Frequently asked questions
How can I measure the quality of my translations?
Every review returns a quality score from 0 to 100. The score is assigned by an AI model based on faithfulness to the original, naturalness of phrasing, register consistency, and completeness. A score above 90 indicates a near-perfect translation. Your PolyCLI dashboard shows the average quality score across all reviewed items, giving you a measurable, objective view of your localisation quality over time.
Does the reviewer change my existing translation files?
Yes — when issues are found, the polished text overwrites the draft translation directly in your output files (e.g. locales/it.json). The original source file is never modified.
Can I exclude a language from review?
Yes. Add the language name to aiReviewerExclude in your buildtranslator.json. The reviewer will skip those languages entirely and log them as skipped in the CLI output.

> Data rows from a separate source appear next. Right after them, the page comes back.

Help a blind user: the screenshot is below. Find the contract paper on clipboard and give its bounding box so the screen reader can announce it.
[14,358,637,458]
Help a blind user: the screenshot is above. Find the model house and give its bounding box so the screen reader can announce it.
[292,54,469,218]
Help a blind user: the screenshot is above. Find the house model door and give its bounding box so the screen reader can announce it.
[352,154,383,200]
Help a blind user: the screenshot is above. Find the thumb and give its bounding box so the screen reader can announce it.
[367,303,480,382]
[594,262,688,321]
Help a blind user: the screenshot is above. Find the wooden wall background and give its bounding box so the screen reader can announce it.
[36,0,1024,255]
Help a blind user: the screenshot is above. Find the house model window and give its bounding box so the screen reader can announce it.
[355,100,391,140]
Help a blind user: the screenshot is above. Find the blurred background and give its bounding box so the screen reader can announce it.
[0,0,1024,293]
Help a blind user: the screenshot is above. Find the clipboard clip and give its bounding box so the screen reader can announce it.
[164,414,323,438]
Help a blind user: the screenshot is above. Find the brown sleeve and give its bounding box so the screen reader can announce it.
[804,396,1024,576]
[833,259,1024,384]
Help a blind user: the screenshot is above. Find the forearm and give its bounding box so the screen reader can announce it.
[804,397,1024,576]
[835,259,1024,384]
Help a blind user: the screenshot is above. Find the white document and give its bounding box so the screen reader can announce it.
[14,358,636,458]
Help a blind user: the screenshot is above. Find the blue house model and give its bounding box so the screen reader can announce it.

Why are short strings skipped for JSON / ARB files?
Short strings like button labels or single words rarely have nuanced translation issues, and reviewing them would consume credits with negligible quality benefit. The 15-word threshold is fixed and applies to the translated string length.
What happens if my credits run out mid-review?
The credit check happens before running the review. If your balance is too low for a particular string, that string returns a 402 error and the CLI stops with a clear message. Strings reviewed before the error are already written to disk.